– Скажи им, что сейчас принесу.
Я не понял, что он принесёт, но мне стало страшно: у матери в последнее время участились серьёзные сердечные приступы. Я стремительно ринулся в распахнутую дверь. Увидел: на жгуче пылающем фоне окна, расчерченного тёмным переплётом, выделялся ещё более тёмный, густо-синий силуэт широкоплечего человека, стоявшего ко мне спиной недалеко от входа. Сбоку торчала кобура револьвера, на голове – диск форменной фуражки.

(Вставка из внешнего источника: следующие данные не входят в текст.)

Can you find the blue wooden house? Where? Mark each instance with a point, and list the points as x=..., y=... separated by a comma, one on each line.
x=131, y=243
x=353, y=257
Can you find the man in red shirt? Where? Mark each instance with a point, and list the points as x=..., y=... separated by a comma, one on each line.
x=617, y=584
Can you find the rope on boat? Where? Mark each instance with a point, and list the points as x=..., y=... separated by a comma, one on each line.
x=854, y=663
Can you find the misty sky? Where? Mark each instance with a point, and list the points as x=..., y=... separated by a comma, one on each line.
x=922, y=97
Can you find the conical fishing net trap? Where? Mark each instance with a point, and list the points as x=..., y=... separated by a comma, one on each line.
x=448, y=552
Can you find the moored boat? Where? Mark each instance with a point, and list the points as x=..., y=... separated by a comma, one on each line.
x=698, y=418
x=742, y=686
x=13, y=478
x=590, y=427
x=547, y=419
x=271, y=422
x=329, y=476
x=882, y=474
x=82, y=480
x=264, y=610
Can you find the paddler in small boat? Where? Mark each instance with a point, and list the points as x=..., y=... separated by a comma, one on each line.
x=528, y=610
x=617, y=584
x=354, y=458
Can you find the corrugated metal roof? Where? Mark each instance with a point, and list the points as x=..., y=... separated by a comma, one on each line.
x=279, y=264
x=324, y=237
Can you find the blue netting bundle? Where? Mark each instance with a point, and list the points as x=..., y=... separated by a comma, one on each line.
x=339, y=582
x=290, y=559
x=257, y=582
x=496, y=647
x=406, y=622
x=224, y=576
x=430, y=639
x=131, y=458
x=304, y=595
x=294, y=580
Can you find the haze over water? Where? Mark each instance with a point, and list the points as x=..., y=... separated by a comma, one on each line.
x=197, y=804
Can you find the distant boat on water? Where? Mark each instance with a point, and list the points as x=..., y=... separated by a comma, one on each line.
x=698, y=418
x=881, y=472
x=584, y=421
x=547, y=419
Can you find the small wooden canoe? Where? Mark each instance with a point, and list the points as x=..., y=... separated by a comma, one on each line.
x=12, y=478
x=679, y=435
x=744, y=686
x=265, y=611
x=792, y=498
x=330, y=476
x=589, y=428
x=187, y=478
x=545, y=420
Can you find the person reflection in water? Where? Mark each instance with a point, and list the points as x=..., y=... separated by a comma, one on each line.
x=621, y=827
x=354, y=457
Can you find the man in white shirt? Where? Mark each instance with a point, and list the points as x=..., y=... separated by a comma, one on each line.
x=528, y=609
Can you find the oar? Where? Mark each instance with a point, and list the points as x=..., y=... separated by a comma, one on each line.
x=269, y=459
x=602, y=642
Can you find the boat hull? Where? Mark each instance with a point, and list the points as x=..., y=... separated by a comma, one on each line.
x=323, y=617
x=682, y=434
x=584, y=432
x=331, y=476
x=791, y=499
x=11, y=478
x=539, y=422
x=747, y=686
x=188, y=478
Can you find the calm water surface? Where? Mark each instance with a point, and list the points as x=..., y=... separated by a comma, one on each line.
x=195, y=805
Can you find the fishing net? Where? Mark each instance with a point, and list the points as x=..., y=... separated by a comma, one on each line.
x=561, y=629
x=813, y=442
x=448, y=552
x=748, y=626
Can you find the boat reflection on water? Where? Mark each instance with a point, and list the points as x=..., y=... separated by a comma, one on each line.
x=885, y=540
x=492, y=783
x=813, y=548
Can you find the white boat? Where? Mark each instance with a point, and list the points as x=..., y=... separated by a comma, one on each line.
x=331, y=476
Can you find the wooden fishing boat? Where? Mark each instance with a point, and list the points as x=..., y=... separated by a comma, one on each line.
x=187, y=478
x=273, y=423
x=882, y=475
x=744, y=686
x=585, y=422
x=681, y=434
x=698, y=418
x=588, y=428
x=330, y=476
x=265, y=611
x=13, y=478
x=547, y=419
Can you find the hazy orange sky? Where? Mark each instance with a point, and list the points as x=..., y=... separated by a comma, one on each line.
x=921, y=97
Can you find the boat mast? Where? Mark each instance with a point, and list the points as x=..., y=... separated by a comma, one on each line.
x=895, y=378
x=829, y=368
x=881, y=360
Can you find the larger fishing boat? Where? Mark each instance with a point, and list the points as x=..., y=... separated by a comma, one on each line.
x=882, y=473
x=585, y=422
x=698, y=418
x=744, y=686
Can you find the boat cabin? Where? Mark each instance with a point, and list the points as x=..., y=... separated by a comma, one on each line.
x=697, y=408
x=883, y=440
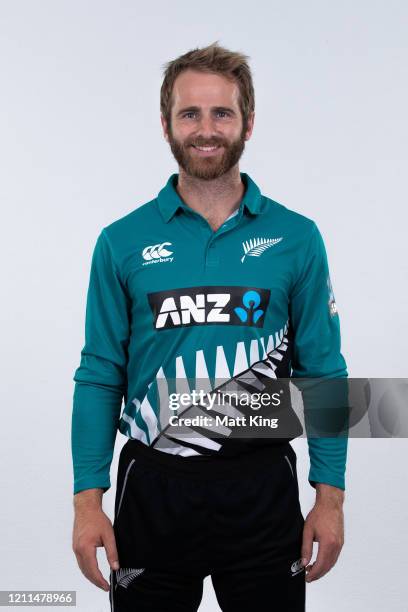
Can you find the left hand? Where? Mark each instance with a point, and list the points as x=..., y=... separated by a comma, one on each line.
x=323, y=524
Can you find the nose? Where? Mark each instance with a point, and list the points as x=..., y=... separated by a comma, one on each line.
x=206, y=127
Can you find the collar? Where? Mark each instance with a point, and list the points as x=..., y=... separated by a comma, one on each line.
x=169, y=200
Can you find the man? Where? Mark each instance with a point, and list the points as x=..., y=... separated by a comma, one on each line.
x=210, y=282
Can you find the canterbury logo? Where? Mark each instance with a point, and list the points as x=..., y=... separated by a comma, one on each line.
x=296, y=567
x=256, y=246
x=157, y=252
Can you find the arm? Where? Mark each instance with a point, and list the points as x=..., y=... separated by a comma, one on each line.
x=100, y=384
x=317, y=355
x=100, y=379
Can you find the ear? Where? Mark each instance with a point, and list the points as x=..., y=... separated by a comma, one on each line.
x=250, y=126
x=164, y=127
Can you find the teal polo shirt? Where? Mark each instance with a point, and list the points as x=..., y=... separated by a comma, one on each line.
x=172, y=303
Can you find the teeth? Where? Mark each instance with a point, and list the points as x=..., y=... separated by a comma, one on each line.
x=206, y=148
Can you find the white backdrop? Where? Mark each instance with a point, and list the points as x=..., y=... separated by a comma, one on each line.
x=81, y=145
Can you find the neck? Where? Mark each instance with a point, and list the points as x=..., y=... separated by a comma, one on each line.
x=216, y=199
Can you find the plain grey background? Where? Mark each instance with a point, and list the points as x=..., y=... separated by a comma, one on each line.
x=81, y=145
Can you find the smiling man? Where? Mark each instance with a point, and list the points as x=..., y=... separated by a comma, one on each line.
x=208, y=286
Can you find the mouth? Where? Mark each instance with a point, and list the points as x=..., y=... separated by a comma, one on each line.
x=207, y=150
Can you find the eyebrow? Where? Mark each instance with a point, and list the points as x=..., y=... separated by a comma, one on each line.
x=197, y=109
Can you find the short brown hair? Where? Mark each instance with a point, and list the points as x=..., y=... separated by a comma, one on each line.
x=213, y=58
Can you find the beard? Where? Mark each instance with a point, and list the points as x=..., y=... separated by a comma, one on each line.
x=211, y=167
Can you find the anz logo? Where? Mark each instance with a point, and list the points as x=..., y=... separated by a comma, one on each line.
x=209, y=305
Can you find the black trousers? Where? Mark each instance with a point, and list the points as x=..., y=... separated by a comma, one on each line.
x=178, y=520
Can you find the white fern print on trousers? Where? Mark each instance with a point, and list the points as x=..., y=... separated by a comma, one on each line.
x=256, y=246
x=125, y=575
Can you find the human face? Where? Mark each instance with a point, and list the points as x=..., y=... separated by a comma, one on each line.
x=206, y=113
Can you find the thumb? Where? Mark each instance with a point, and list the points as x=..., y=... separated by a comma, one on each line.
x=307, y=545
x=110, y=549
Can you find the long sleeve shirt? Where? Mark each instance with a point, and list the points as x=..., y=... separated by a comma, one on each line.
x=173, y=305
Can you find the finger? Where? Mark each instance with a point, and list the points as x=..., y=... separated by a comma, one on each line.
x=109, y=543
x=89, y=567
x=307, y=545
x=326, y=557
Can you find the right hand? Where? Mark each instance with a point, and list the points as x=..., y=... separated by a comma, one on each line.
x=93, y=528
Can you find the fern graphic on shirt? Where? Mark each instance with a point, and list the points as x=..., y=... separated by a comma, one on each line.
x=256, y=246
x=124, y=576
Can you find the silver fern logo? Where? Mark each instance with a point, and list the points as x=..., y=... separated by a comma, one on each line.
x=256, y=246
x=125, y=575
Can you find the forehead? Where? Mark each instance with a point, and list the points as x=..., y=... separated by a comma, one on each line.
x=192, y=87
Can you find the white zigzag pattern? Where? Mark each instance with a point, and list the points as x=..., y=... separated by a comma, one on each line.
x=124, y=576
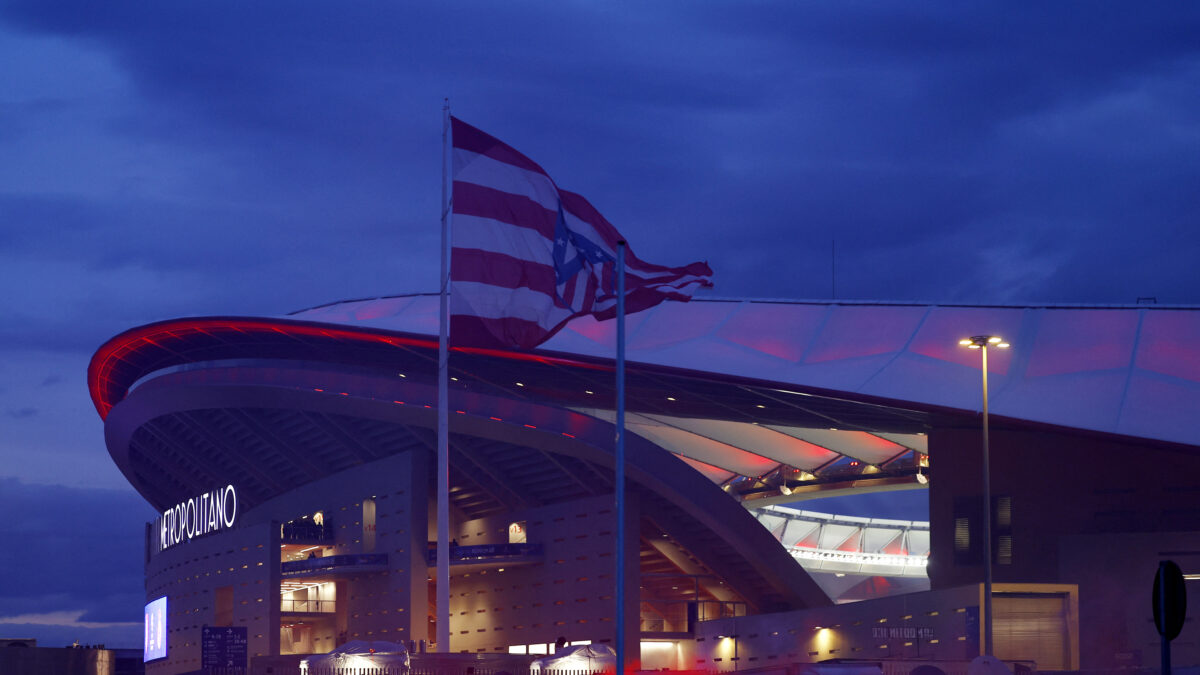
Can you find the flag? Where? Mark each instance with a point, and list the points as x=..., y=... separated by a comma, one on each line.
x=527, y=257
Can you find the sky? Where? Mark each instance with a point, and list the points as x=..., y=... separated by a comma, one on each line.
x=189, y=159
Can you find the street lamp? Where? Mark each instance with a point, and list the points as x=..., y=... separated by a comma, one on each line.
x=982, y=342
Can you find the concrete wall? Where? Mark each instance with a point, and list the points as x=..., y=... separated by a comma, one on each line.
x=1087, y=511
x=937, y=626
x=190, y=573
x=569, y=595
x=373, y=605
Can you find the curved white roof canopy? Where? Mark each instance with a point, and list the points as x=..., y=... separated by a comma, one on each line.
x=1128, y=370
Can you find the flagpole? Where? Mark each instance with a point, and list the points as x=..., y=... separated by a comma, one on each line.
x=443, y=572
x=619, y=481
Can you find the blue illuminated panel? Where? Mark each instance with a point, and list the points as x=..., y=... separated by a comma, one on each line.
x=155, y=631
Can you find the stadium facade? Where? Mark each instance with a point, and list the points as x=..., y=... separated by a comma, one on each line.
x=292, y=460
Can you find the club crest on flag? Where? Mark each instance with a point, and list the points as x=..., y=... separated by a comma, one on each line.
x=527, y=257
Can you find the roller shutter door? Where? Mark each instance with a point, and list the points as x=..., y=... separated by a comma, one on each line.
x=1032, y=627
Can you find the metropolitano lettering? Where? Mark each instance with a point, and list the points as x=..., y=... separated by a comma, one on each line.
x=197, y=517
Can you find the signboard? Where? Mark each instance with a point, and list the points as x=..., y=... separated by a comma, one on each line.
x=155, y=645
x=223, y=646
x=903, y=632
x=199, y=515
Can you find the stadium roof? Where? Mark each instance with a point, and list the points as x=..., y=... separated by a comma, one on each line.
x=1126, y=370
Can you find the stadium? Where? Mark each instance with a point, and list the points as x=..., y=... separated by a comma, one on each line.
x=292, y=459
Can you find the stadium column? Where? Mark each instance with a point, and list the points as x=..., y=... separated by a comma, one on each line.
x=274, y=578
x=412, y=560
x=633, y=608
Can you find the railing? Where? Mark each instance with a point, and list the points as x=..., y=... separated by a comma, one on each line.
x=306, y=607
x=485, y=553
x=333, y=563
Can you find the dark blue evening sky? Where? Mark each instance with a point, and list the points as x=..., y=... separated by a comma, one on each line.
x=174, y=159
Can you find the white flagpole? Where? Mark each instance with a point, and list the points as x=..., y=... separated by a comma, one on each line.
x=619, y=482
x=443, y=573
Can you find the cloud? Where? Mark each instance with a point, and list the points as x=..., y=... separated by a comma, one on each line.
x=65, y=619
x=59, y=527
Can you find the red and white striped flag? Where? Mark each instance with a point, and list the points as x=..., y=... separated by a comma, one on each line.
x=527, y=257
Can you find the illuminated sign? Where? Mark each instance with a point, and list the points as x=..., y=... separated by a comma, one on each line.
x=155, y=645
x=197, y=517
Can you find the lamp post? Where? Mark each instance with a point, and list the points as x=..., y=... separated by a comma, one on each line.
x=982, y=342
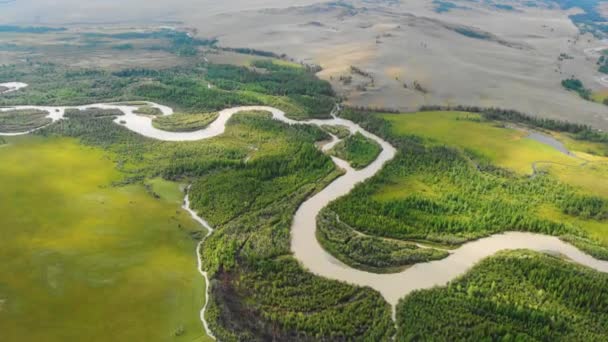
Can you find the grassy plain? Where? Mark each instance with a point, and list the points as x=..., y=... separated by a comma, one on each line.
x=83, y=260
x=504, y=147
x=447, y=186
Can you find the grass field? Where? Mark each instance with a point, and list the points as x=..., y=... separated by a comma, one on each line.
x=504, y=147
x=83, y=260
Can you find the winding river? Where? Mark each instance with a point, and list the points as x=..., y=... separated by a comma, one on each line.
x=304, y=244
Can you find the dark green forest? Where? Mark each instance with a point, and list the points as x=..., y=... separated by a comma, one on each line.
x=294, y=90
x=358, y=150
x=513, y=296
x=470, y=198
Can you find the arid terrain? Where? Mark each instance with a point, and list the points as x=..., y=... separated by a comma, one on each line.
x=405, y=54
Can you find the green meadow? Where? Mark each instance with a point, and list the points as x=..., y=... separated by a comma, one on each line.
x=458, y=177
x=504, y=147
x=85, y=260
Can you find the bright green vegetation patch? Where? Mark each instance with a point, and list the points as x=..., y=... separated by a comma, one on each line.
x=358, y=150
x=489, y=142
x=248, y=183
x=311, y=97
x=514, y=296
x=369, y=253
x=438, y=193
x=148, y=110
x=184, y=122
x=340, y=131
x=22, y=120
x=297, y=91
x=85, y=260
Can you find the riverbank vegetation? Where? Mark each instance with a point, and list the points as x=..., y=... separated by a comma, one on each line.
x=339, y=131
x=358, y=150
x=184, y=122
x=369, y=253
x=185, y=88
x=248, y=183
x=514, y=296
x=22, y=120
x=444, y=188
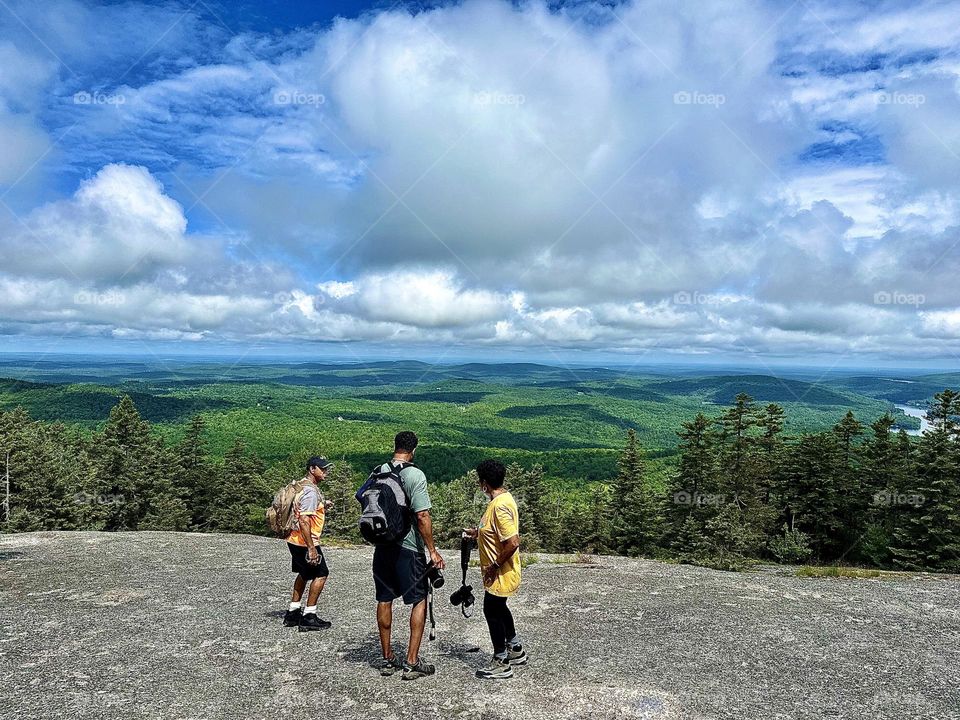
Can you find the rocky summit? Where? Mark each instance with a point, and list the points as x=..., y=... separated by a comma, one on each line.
x=188, y=626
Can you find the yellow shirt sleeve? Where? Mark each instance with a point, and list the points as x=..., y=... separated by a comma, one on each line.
x=505, y=521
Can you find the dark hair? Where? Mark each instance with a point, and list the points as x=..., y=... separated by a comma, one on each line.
x=492, y=473
x=405, y=441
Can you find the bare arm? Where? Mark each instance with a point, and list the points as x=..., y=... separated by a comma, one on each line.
x=307, y=538
x=507, y=548
x=425, y=526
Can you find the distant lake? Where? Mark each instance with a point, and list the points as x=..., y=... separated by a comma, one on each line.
x=917, y=413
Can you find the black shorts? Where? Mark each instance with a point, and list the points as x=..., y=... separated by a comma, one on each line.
x=299, y=564
x=399, y=572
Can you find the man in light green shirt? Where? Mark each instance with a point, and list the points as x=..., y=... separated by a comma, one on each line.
x=400, y=570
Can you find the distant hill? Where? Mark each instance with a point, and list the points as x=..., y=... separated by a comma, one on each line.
x=101, y=626
x=90, y=404
x=762, y=388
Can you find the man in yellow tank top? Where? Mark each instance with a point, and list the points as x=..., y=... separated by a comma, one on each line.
x=498, y=541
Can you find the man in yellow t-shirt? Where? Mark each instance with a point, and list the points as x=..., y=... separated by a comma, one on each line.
x=498, y=541
x=306, y=557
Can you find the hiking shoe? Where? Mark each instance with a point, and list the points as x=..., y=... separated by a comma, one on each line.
x=419, y=669
x=312, y=622
x=516, y=655
x=498, y=669
x=388, y=666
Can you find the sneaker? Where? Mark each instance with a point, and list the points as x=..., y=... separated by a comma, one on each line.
x=388, y=666
x=419, y=669
x=498, y=669
x=516, y=655
x=312, y=622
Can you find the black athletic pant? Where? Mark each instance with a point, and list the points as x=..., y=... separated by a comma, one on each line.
x=499, y=620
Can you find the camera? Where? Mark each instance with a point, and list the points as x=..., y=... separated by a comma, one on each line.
x=434, y=576
x=464, y=598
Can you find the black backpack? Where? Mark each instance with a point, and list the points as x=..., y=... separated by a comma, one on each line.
x=385, y=518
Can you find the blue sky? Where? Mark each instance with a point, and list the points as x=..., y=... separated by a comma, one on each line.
x=637, y=181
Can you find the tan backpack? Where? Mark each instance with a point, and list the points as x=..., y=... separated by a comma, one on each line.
x=280, y=516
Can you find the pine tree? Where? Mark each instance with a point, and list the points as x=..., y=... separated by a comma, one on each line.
x=196, y=475
x=539, y=522
x=886, y=472
x=927, y=535
x=696, y=480
x=596, y=538
x=240, y=493
x=636, y=523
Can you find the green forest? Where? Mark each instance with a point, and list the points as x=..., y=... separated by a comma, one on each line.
x=735, y=487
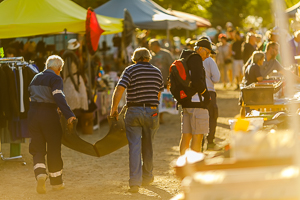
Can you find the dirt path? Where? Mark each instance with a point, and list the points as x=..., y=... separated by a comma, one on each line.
x=106, y=178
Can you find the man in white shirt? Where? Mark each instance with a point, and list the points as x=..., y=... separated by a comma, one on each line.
x=212, y=74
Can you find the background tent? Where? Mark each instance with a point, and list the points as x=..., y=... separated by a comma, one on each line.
x=25, y=18
x=144, y=14
x=200, y=22
x=292, y=10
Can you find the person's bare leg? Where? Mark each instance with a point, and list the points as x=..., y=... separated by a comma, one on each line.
x=243, y=112
x=184, y=142
x=161, y=121
x=197, y=142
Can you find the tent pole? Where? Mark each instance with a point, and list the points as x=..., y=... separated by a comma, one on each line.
x=89, y=73
x=168, y=35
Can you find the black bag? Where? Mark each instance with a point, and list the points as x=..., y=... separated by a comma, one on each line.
x=180, y=80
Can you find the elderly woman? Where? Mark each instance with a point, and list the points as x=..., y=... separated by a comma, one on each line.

Д. Д. Жилинский. «Триптих 1937 год». Государственная Третьяковская галерея, 1987 г.
Фигура сделала шаг в сторону и, кажется, повернулась ко мне. Но я уже смотрел не на неё. Ещё двое военных в глубине комнаты склонились над раскрытым сундуком и бесцеремонно выбрасывали прямо на пол его содержимое. Направо, у стены, полуобняв рукой за плечи припавшую к нему мать, стоял отец. Он смотрел на тех двоих и вроде бы внешне был спокоен. Только лицо его было бледно-жёлтым, да на одной из щёк иногда напряжённо дергалась кожа.
Навстречу мне глянуло заплаканное, с тоскливыми жуткими глазами лицо матери.
– Сынок! Папу нашего арестовывают, – выкрикнула она и задохнулась в новых рыданьях.
Я кинулся к ней, к отцу, тоже припал к нему и ничего не мог выговорить. Больше того – я ничего не мог понять.
– Мария, – заговорил отец, – сын, не бойтесь. Это Очёр мне пакостит. Но всё выяснится, кончится хорошо, как было не раз.
Постепенно мать затихла. Так втроём, тесно прижавшись друг к другу, молча простояли мы всё время, пока шёл обыск. Было ещё светло, когда он окончился, и широкоплечий человек (очевидно, старший) кивнул отцу и сказал:
– Вы пойдете с нами… Тёплые вещи прихватите.
Я и мать похолодели от этой сдержанной суровой заботы: значит, предстоит долгая разлука…
Но мама – она все-таки молодец! Быстро собрала самые необходимые и негромоздкие вещи, удобно уложила их в лучший мешок (так посоветовал старший), достала тёплое пальто, шерстяные носки, шапку. Вернулся директор школы с папкой в руках. Теперь я понял – он принёс служебное дело отца.
– Подпишите протокол изъятия, – ему и отцу приказал старший.
Директор подписал послушно, не глядя.
– Изъяты: один из пяти наличных экземпляров книги „Крестьяне о писателях“, хлопчатобумажный платок исполнения 1925 года, письма литераторов Зазубрина, Аграновского, Сосновского, сборник речей Луначарского, – это вслух прочитал отец, внимательно разглядывая протокол. Потом он пожал плечами и расписался.
Поразило ещё – пожалуй, больше всего: двое закончивших обыск расчистили пинками путь к кровати (стульев у нас было мало), уселись на неё и закурили. Всё это с безразличными, неторопливыми движениями, как при самой обыденной, привычной работе.